Meditation and Daily Awe

00:16:39
Speaker
Speaking of which, do you have any recommendations for how people might feel more awe in their life on a regular basis, how they might tune in? yeah Well, actually, I guess this is a pretty simple one, but I finally made a regular meditation practice. I've been pretty good with it for the past 30 days. It's 15 minutes. yeah You know, 15 minutes is ike, a quarter of an hour in Chinese. And it's also the same character, ike, is the character for a moment. You know, I thought that was kind of a beautiful thing. You know, just to
00:17:13
Speaker
a moment versus a quarter of an hour, 15 minutes, you know to some higher being, you know something celestial, such a difference would be immaterial. But for us, it really is a huge difference, so much so that when you're sitting there, you know it's really more time than you expect when your mind starts to go wherever it goes and and you try to process whatever whatever you need to process during that time.
00:17:36
Speaker
Yeah, like that short amount of time it's been super useful to get centered pretty much like every time you wake up and I think that it's helped me give structure to my day and and It makes sense of of whatever has been going on, you know, like both in the past and and just in the past few days in the short term.

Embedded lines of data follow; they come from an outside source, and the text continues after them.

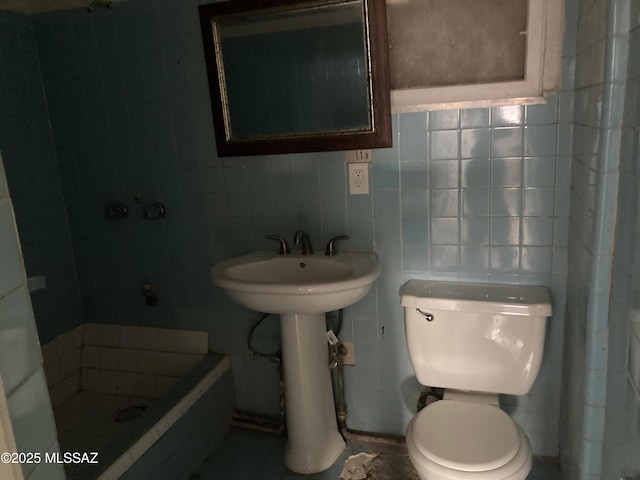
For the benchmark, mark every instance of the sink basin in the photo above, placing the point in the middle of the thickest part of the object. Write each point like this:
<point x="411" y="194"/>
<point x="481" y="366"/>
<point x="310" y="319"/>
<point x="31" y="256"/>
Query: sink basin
<point x="272" y="283"/>
<point x="301" y="288"/>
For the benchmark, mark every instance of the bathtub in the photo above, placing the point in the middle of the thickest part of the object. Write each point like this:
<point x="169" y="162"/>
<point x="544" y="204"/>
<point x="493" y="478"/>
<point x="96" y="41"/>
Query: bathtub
<point x="140" y="409"/>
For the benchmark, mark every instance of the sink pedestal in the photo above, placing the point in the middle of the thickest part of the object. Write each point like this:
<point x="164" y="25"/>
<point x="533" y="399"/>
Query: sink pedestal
<point x="314" y="442"/>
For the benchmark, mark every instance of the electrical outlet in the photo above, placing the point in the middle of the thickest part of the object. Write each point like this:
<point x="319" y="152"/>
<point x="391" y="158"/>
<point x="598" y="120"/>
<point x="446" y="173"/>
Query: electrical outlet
<point x="358" y="156"/>
<point x="358" y="178"/>
<point x="350" y="357"/>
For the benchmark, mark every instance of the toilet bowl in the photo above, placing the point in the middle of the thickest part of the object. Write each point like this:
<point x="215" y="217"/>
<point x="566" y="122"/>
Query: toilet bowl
<point x="459" y="440"/>
<point x="475" y="341"/>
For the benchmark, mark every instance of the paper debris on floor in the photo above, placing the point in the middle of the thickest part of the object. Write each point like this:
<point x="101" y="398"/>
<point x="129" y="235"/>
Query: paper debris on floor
<point x="357" y="466"/>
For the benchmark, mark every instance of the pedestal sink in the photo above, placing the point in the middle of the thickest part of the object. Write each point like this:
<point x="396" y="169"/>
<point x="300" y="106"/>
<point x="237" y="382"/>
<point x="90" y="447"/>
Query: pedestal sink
<point x="301" y="289"/>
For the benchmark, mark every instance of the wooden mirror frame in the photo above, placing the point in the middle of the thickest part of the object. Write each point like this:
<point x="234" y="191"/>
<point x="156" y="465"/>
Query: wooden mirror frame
<point x="379" y="135"/>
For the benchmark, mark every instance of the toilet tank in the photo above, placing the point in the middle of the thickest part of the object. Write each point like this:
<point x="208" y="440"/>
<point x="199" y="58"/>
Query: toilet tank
<point x="477" y="337"/>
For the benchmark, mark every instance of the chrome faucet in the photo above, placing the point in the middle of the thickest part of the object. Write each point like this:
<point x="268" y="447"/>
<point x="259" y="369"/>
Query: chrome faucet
<point x="331" y="248"/>
<point x="302" y="237"/>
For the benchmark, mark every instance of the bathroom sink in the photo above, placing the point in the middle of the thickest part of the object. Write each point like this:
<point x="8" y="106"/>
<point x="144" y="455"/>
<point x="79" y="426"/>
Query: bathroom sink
<point x="301" y="289"/>
<point x="272" y="283"/>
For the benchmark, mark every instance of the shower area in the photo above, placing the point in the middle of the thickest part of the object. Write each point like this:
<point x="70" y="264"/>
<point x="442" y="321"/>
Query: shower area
<point x="116" y="276"/>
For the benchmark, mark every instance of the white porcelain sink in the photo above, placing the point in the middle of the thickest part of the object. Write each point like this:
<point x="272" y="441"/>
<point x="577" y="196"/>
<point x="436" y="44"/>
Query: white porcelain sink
<point x="272" y="283"/>
<point x="301" y="288"/>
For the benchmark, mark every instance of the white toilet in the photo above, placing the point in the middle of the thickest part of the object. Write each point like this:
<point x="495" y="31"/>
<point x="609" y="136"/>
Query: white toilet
<point x="475" y="341"/>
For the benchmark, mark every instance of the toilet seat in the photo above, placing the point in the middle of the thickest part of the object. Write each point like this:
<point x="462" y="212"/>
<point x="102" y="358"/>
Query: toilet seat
<point x="466" y="436"/>
<point x="462" y="440"/>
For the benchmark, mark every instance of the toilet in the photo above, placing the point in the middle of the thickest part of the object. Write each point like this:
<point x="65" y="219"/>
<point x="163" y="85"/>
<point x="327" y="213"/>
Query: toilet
<point x="475" y="341"/>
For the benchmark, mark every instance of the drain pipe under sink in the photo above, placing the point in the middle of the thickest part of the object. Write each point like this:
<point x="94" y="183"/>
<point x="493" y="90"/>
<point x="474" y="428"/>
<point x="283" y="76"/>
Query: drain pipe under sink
<point x="337" y="376"/>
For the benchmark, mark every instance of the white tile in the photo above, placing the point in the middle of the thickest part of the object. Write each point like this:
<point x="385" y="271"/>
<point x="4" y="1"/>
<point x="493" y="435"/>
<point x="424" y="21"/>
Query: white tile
<point x="107" y="381"/>
<point x="167" y="340"/>
<point x="117" y="468"/>
<point x="77" y="336"/>
<point x="166" y="422"/>
<point x="92" y="334"/>
<point x="91" y="356"/>
<point x="130" y="336"/>
<point x="69" y="362"/>
<point x="166" y="363"/>
<point x="71" y="385"/>
<point x="49" y="354"/>
<point x="149" y="339"/>
<point x="111" y="335"/>
<point x="108" y="358"/>
<point x="187" y="362"/>
<point x="148" y="361"/>
<point x="144" y="443"/>
<point x="146" y="385"/>
<point x="189" y="400"/>
<point x="187" y="341"/>
<point x="163" y="385"/>
<point x="53" y="374"/>
<point x="127" y="383"/>
<point x="57" y="394"/>
<point x="128" y="360"/>
<point x="90" y="379"/>
<point x="203" y="343"/>
<point x="64" y="343"/>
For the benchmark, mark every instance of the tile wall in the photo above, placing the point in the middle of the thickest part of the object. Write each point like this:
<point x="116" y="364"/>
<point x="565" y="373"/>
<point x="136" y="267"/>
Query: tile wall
<point x="599" y="404"/>
<point x="479" y="195"/>
<point x="30" y="161"/>
<point x="20" y="361"/>
<point x="622" y="426"/>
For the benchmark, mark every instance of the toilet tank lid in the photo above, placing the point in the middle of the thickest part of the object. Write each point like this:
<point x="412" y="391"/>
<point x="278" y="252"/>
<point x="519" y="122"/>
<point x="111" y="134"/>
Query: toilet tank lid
<point x="525" y="300"/>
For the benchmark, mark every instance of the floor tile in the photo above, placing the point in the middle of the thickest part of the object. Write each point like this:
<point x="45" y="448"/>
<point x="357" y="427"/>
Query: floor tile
<point x="251" y="455"/>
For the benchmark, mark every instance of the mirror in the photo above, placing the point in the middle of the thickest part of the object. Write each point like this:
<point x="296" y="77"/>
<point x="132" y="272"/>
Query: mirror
<point x="288" y="76"/>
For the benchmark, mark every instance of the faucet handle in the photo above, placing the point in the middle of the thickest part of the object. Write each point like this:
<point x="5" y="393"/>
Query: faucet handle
<point x="331" y="249"/>
<point x="284" y="248"/>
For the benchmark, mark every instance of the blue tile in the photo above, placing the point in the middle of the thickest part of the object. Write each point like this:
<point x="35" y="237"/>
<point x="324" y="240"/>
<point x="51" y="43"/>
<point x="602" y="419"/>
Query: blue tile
<point x="475" y="117"/>
<point x="444" y="258"/>
<point x="539" y="171"/>
<point x="506" y="202"/>
<point x="414" y="176"/>
<point x="542" y="113"/>
<point x="12" y="272"/>
<point x="444" y="231"/>
<point x="536" y="259"/>
<point x="475" y="143"/>
<point x="504" y="258"/>
<point x="443" y="145"/>
<point x="474" y="231"/>
<point x="540" y="140"/>
<point x="506" y="172"/>
<point x="474" y="259"/>
<point x="475" y="173"/>
<point x="386" y="175"/>
<point x="505" y="231"/>
<point x="413" y="146"/>
<point x="508" y="115"/>
<point x="507" y="142"/>
<point x="412" y="122"/>
<point x="475" y="202"/>
<point x="444" y="174"/>
<point x="414" y="203"/>
<point x="18" y="342"/>
<point x="31" y="415"/>
<point x="444" y="203"/>
<point x="538" y="202"/>
<point x="443" y="119"/>
<point x="415" y="230"/>
<point x="537" y="231"/>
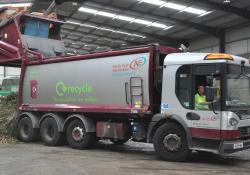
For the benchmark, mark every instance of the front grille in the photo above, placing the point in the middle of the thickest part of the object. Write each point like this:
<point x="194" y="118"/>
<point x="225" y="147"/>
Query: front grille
<point x="244" y="131"/>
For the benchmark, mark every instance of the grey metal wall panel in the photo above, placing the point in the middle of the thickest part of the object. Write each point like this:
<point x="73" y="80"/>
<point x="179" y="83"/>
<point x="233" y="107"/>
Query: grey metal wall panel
<point x="93" y="81"/>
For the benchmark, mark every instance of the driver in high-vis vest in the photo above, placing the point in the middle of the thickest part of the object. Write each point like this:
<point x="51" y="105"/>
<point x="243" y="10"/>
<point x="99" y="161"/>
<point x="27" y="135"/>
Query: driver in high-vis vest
<point x="200" y="99"/>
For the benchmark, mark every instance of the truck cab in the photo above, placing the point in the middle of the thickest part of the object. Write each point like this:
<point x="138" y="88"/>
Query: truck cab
<point x="222" y="127"/>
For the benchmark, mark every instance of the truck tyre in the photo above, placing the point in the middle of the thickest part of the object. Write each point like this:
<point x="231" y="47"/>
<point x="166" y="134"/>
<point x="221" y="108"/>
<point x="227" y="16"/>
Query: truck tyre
<point x="25" y="130"/>
<point x="170" y="142"/>
<point x="50" y="134"/>
<point x="77" y="136"/>
<point x="119" y="141"/>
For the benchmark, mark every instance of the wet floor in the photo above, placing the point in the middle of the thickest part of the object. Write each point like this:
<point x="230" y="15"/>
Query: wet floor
<point x="108" y="159"/>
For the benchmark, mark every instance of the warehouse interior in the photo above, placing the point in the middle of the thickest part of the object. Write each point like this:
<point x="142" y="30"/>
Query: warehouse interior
<point x="103" y="25"/>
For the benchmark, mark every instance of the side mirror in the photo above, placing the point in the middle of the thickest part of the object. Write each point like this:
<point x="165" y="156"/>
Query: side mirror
<point x="210" y="93"/>
<point x="209" y="80"/>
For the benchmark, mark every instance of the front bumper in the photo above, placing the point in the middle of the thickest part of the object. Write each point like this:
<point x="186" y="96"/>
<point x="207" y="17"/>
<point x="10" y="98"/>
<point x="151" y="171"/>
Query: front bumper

And also, even though I don't i don't think you're technically supposed to do this, but to basically set your plans real quick for for the coming day, to either set the intention and figure out the order you're going to do things, figure out a way to relax about what you have to do. And ultimately by the end of that time, you know, let all that go.
00:18:11
Speaker
and just kind of let it unhinge or un unleash the mind ah from its tether. And of course, you don't continue to focus on the breathing. And then by the end, yo what can I say? It it has it has positive effects. know why Why does this happen? It's it's more evidence of the unseen, why people can do it. So it's pretty cool. So I decided to try it out. I recommend it. and you know I'll definitely try to try to keep to it. All right, you heard it. You heard it from the man himself.
00:18:40
Speaker
Uh, test out that meditation practice. I have one as well in the morning. Um, 10 minutes, I should bump it into 15, but it's, it is crazy sometimes how, how time can dilate. Um, you know, 10 minutes can feel like an hour sometimes for me. And sometimes it feels like no time has passed at all.
00:19:04
Speaker
And it's crazy, the vastness, like you were saying, when you say the word vastness, everyone thinks of a spatial vastness. But that temporal vastness really is so crazy, you know, that that dimension of the universe. And I think that all those people went through all that stuff, you know, and it already happened. And then now I'm part of the same flow. It's crazy. And then what it really does, likes I guess, you know,
00:19:32
Speaker
It's totally plausible, and I think, you know, like you were saying, for for us as humans, as sentient beings, it's healthy for us to believe that this flow is moving in a positive direction, or does does have some type of order, and it's not at least pure chaos. Yeah. My heart goes out to everyone who's sparks of awe and wonder that can keep you going.